OPEC Still Flooding The Market
So overall, the signs are mixed in the U.S. oil market. Outside of U.S., geopolitical tension is still high in the Middle East — escalating fighting in Yemen, and Iran nuclear deal is still pending. Meanwhile, almost like repenting the oil geopolitical premium put on by a Saudi-led campaign of air strikes against Iran-allied Houthi rebels at Yemen, OPEC pumped 31.02 million barrels per day in March, near a two-year high, pressuring any positive sign from demand or anywhere, for that matter. In a way, Saudi is trying to delay or put a stop to the ongoing energy switch and substitute due to decades of high oil prices.
Iran Could Replace U.S. Shale Cutback
The production cutback by U.S. shale could be interpreted as a positive sign for oil prices in the short term, but the loss from U.S. shale could easily be offset by the increase in Iranian oil export since Iran nuclear deal is expected to have a formalized plan by mid-year.
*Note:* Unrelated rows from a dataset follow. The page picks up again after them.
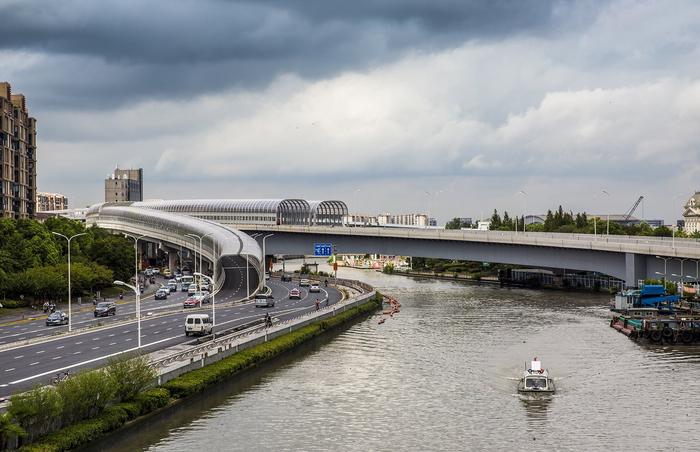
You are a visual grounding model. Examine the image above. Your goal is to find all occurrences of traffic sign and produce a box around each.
[314,243,333,256]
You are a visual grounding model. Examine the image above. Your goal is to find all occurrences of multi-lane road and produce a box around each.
[0,276,342,399]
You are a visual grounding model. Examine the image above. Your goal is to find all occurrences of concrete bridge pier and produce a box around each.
[625,253,647,288]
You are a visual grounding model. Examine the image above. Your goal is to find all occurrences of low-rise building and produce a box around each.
[37,192,68,211]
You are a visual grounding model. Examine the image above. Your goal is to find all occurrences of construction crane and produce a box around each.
[623,196,644,223]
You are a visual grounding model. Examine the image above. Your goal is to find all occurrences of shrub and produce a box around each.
[56,371,115,425]
[106,353,156,402]
[7,386,62,441]
[0,299,30,308]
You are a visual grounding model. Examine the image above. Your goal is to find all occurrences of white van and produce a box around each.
[181,275,194,291]
[185,314,212,336]
[188,283,198,296]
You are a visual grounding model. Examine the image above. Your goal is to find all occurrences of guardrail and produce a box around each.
[150,281,377,384]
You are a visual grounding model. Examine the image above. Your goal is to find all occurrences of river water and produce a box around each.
[88,265,700,451]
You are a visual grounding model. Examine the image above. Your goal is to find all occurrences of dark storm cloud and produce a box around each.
[0,0,586,109]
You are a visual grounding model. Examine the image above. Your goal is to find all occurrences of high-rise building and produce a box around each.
[36,192,69,211]
[105,168,143,202]
[0,82,37,219]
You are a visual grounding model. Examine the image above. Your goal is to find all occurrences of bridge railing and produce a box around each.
[240,224,700,258]
[149,281,377,382]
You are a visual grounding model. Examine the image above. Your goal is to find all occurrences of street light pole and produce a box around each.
[195,272,216,335]
[121,233,145,348]
[655,256,671,289]
[518,190,527,234]
[186,233,203,284]
[261,234,274,290]
[52,231,87,332]
[114,280,141,348]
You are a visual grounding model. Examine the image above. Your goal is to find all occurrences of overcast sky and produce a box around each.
[2,0,699,223]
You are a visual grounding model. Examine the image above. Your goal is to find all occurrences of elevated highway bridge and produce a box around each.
[236,225,700,287]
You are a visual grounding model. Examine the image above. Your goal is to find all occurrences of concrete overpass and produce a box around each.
[86,203,263,298]
[236,225,700,287]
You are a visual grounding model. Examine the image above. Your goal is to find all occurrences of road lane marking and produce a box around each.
[75,341,83,345]
[5,368,15,372]
[14,355,23,359]
[91,346,100,350]
[52,356,61,360]
[92,337,100,341]
[36,350,45,354]
[8,334,184,385]
[109,342,116,346]
[29,362,39,366]
[56,346,64,349]
[73,351,81,355]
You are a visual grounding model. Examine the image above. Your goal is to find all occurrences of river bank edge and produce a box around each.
[17,294,383,452]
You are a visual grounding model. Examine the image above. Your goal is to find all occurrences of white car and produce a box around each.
[185,314,212,336]
[299,279,310,287]
[188,283,197,296]
[309,284,320,293]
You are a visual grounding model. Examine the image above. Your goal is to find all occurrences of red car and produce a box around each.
[183,297,201,309]
[289,288,301,299]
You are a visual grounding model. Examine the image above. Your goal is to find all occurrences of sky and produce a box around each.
[2,0,699,223]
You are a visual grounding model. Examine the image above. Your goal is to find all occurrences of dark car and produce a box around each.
[94,302,116,317]
[46,311,69,326]
[281,274,292,282]
[155,288,169,300]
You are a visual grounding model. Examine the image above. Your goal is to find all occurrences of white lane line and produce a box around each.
[52,356,61,360]
[153,331,160,334]
[8,334,183,385]
[75,341,83,345]
[122,330,130,334]
[125,338,132,341]
[29,362,39,366]
[108,334,115,337]
[5,368,15,372]
[56,346,64,349]
[92,337,100,341]
[109,342,116,346]
[73,351,81,355]
[14,355,23,359]
[36,350,45,354]
[166,327,172,331]
[91,346,100,350]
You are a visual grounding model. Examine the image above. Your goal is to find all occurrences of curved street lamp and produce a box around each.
[52,231,87,332]
[114,280,142,348]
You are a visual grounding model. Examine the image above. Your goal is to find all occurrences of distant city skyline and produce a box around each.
[2,0,699,223]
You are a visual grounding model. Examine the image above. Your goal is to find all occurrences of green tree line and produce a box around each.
[0,217,134,305]
[467,205,700,237]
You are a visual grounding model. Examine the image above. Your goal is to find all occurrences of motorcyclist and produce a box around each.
[43,301,49,313]
[324,279,328,287]
[265,312,272,327]
[119,291,124,300]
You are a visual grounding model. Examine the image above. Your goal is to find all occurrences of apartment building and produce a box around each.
[105,168,143,202]
[37,192,68,211]
[0,82,37,219]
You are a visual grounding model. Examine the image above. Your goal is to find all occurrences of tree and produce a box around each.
[445,218,463,229]
[489,210,502,230]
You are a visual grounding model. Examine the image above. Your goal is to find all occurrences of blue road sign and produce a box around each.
[314,243,333,256]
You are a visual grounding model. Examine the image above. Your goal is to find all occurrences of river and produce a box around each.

For the longest time, China’s has been one popular excuse cited by Oil Bulls. Yes, China was on its way to replace the U.S. as the world’s largest oil consuming nation, but the growth engine is now sputtering. This was confirmed when China saw its economic growth slow to 1.3% in 1Q15, compared with growth of 1.5% in the previous three quarters.
$900 Bn Wealth Transfer by Cheap Oil
|Graphic Source: Bloomberg.com|
Lower energy prices means lower energy costs for the net oil importing countries while many oil exporting countries inside and outside OPEC are hurting. The IMF estimated in December that the oil price crash could bring in 0.7% GDP growth worldwide. Bloomberg crunched the numbers and came up with a map (above) so we know who gets what and how much. According to Bloomberg,
Net oil importers like the U.S., Europe, and Asia are getting a nearly $900 billion economic stimulus from cheaper oil prices. The Middle East and Russia are the ones getting stuck with the bill.
In other words, cheaper oil has initiated a wealth transfer effect of about $900 billion a year between net oil importers and oil exporters reversing decades of historical trend. The U.S. along gets $180 billion, and Europe and Asia (i.e. China) are even bigger beneficiaries of this wealth transfer by cheap oil.
Lower for Longer?
So in the grand scheme of things, I agree that oil prices, just like rig count, should become ‘lower for longer” until a supply or demand shock triggered by, for example, another financial crisis, or shale oil becomes depleted / dried-up (shale typically has accelerated declining production curve, so this scenario is quite plausible). Nevertheless, the wild card would be the OPEC meeting this June amid mounting pressures from some OPEC members for some kind of coordinated production cut.